Optically-Heralded Entanglement of Superconducting Systems in Quantum Networks
Stefan Krastanov, Hamza Raniwala, Jeffrey Holzgrafe, Kurt Jacobs,, Marko Lon\v{c}ar, Matthew J. Reagor, Dirk R. Englund

TL;DR
This paper proposes a novel optical heralding method for entangling superconducting quantum systems, overcoming previous coupling and noise challenges, and simplifying quantum network connections.
Contribution
It introduces an end-to-end entanglement scheme using heralding with a detected photon, bypassing the limitations of cascaded transducers.
Findings
Breaks rate-fidelity trade-off in entanglement generation
Unifies entanglement methods across different quantum modalities
Enhances scalability of superconducting quantum networks
Abstract
Networking superconducting quantum computers is a longstanding challenge in quantum science.
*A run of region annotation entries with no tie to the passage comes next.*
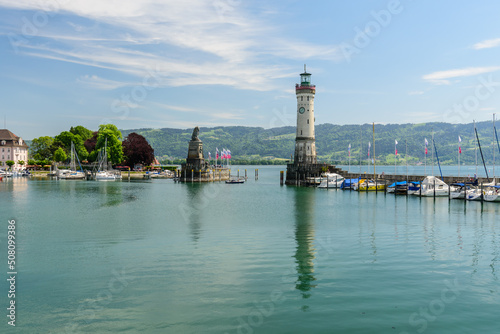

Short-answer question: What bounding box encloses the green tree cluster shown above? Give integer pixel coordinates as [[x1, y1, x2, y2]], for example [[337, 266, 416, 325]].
[[28, 124, 124, 165]]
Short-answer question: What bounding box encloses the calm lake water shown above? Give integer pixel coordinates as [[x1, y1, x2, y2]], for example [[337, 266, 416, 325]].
[[0, 166, 500, 334]]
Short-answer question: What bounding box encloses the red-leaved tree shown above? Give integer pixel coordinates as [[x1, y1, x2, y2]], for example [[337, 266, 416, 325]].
[[122, 132, 155, 168]]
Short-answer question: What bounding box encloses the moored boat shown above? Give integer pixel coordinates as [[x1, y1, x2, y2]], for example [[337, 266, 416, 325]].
[[413, 176, 450, 197], [483, 185, 500, 202], [318, 173, 345, 188], [353, 179, 385, 191]]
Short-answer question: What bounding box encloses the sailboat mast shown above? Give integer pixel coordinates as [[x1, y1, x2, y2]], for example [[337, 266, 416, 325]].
[[431, 129, 436, 176], [474, 129, 490, 182], [493, 113, 496, 179], [473, 120, 477, 176], [373, 122, 376, 179], [359, 125, 363, 176], [405, 139, 408, 179]]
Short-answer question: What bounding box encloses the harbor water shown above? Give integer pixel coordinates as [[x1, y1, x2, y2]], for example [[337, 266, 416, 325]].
[[0, 166, 500, 334]]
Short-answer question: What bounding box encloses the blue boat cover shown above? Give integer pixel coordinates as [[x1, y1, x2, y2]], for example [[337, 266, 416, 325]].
[[340, 177, 359, 189], [389, 181, 406, 188]]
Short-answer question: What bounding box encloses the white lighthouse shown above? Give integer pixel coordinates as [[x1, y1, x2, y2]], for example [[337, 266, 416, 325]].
[[294, 65, 316, 164]]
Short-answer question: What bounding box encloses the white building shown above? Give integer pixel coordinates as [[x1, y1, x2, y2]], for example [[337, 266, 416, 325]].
[[0, 129, 28, 170], [294, 65, 316, 164]]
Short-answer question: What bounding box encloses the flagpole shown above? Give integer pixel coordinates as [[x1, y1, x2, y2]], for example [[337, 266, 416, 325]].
[[458, 136, 460, 177], [424, 138, 427, 176], [473, 120, 477, 176], [394, 140, 398, 175], [405, 139, 408, 179], [431, 129, 435, 176], [347, 143, 351, 173], [372, 122, 376, 179], [366, 142, 372, 174], [493, 113, 496, 182], [359, 125, 363, 176]]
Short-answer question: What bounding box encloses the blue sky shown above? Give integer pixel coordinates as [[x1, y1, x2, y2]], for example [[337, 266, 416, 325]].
[[0, 0, 500, 139]]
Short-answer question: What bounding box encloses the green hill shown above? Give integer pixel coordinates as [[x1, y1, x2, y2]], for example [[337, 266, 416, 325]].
[[122, 122, 500, 164]]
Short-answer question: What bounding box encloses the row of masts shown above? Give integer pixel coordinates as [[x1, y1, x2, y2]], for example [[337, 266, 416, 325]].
[[348, 114, 500, 180]]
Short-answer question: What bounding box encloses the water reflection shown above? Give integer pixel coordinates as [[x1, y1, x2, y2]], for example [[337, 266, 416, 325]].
[[180, 183, 206, 242], [295, 188, 316, 302]]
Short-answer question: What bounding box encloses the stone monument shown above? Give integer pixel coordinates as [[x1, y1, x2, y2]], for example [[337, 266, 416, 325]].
[[186, 127, 206, 171], [179, 127, 230, 182]]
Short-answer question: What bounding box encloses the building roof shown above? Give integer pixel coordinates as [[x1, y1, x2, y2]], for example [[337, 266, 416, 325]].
[[0, 129, 28, 148]]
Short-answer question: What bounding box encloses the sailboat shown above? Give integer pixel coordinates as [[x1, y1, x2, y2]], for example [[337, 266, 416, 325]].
[[465, 123, 495, 201], [318, 173, 345, 188], [413, 138, 450, 197], [56, 142, 86, 180], [483, 114, 500, 202], [95, 138, 122, 181]]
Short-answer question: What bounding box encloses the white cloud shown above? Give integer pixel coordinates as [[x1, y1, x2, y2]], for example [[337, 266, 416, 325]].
[[422, 66, 500, 85], [472, 38, 500, 50], [0, 0, 342, 91], [76, 75, 133, 90]]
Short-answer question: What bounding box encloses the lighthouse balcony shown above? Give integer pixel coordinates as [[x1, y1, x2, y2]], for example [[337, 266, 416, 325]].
[[295, 84, 316, 93]]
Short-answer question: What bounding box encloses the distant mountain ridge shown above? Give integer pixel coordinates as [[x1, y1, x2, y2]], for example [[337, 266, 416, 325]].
[[121, 121, 500, 164]]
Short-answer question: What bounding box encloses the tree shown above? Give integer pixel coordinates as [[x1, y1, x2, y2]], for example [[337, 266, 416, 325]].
[[31, 136, 54, 160], [95, 124, 123, 164], [54, 147, 68, 162], [54, 131, 89, 160], [83, 131, 99, 154], [5, 160, 15, 168], [69, 125, 93, 142], [122, 132, 155, 167]]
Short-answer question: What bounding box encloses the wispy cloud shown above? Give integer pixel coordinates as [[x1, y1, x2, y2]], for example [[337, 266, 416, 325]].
[[422, 66, 500, 85], [472, 38, 500, 50], [0, 0, 342, 91], [77, 75, 133, 90]]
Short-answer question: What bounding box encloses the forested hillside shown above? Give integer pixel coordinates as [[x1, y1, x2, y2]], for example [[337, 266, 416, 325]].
[[122, 122, 500, 164]]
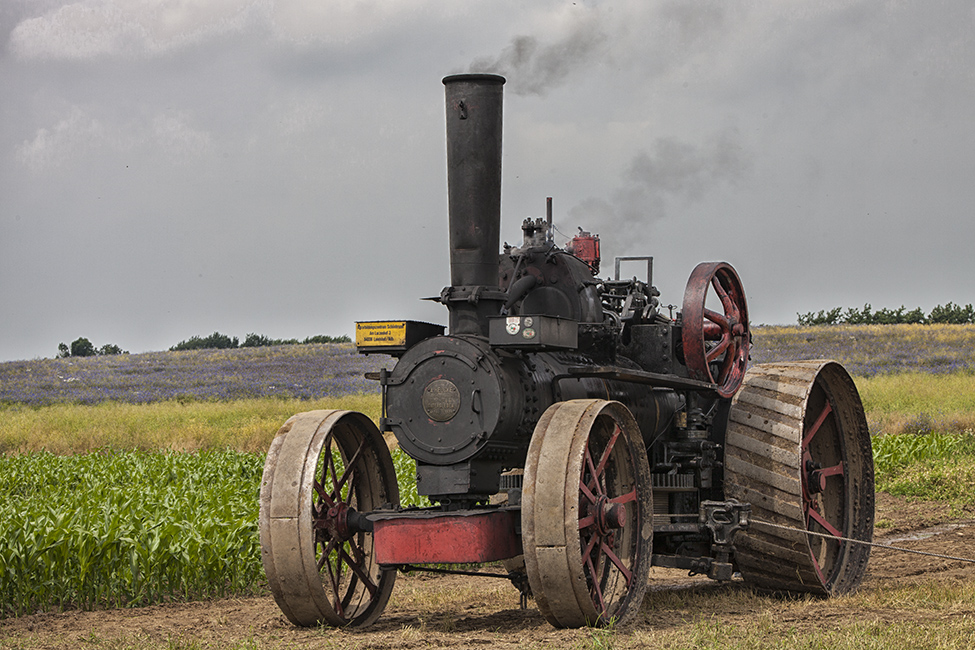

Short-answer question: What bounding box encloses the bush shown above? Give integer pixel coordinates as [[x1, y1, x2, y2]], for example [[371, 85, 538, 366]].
[[796, 302, 975, 327], [57, 337, 128, 359], [928, 302, 975, 325], [169, 332, 239, 352]]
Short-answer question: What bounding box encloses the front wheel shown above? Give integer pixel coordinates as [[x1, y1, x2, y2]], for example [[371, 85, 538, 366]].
[[259, 411, 399, 626], [521, 399, 653, 627]]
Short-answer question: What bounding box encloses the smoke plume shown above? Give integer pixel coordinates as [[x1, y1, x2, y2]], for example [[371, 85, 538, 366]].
[[470, 17, 608, 95], [569, 130, 749, 241]]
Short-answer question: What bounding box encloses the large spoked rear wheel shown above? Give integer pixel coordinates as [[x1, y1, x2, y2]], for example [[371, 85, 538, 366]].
[[259, 411, 399, 626], [725, 361, 874, 595], [521, 399, 653, 627]]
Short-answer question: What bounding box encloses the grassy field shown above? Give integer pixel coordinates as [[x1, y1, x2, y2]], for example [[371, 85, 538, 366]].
[[0, 326, 975, 636]]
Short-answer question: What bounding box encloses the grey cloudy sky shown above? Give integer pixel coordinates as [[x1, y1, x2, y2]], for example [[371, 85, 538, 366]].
[[0, 0, 975, 360]]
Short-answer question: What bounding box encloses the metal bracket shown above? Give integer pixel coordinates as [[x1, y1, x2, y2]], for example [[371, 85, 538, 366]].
[[698, 499, 752, 580]]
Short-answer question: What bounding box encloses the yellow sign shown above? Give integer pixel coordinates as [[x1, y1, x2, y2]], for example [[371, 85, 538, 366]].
[[355, 321, 406, 348]]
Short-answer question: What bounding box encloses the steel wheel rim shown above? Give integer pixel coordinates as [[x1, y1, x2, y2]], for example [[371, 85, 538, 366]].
[[522, 399, 653, 627], [725, 360, 874, 595], [259, 411, 399, 626], [577, 415, 646, 622]]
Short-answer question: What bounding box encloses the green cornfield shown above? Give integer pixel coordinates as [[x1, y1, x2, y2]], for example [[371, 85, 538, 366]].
[[0, 451, 264, 617], [0, 440, 426, 618]]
The typical approach has been to cascade transducers: converting to optical frequencies at the transmitter and to microwave frequencies at the receiver. However, the small microwave-optical coupling and added noise have proven formidable obstacles. Instead, we propose optical networking via heralding end-to-end entanglement with one detected photon and teleportation. In contrast to cascaded direct transduction, our scheme absorbs the low optical-microwave coupling efficiency into the heralding step, thus breaking the rate-fidelity trade-off. Moreover, this technique unifies and simplifies entanglement generation between superconducting devices and other physical modalities in quantum networks.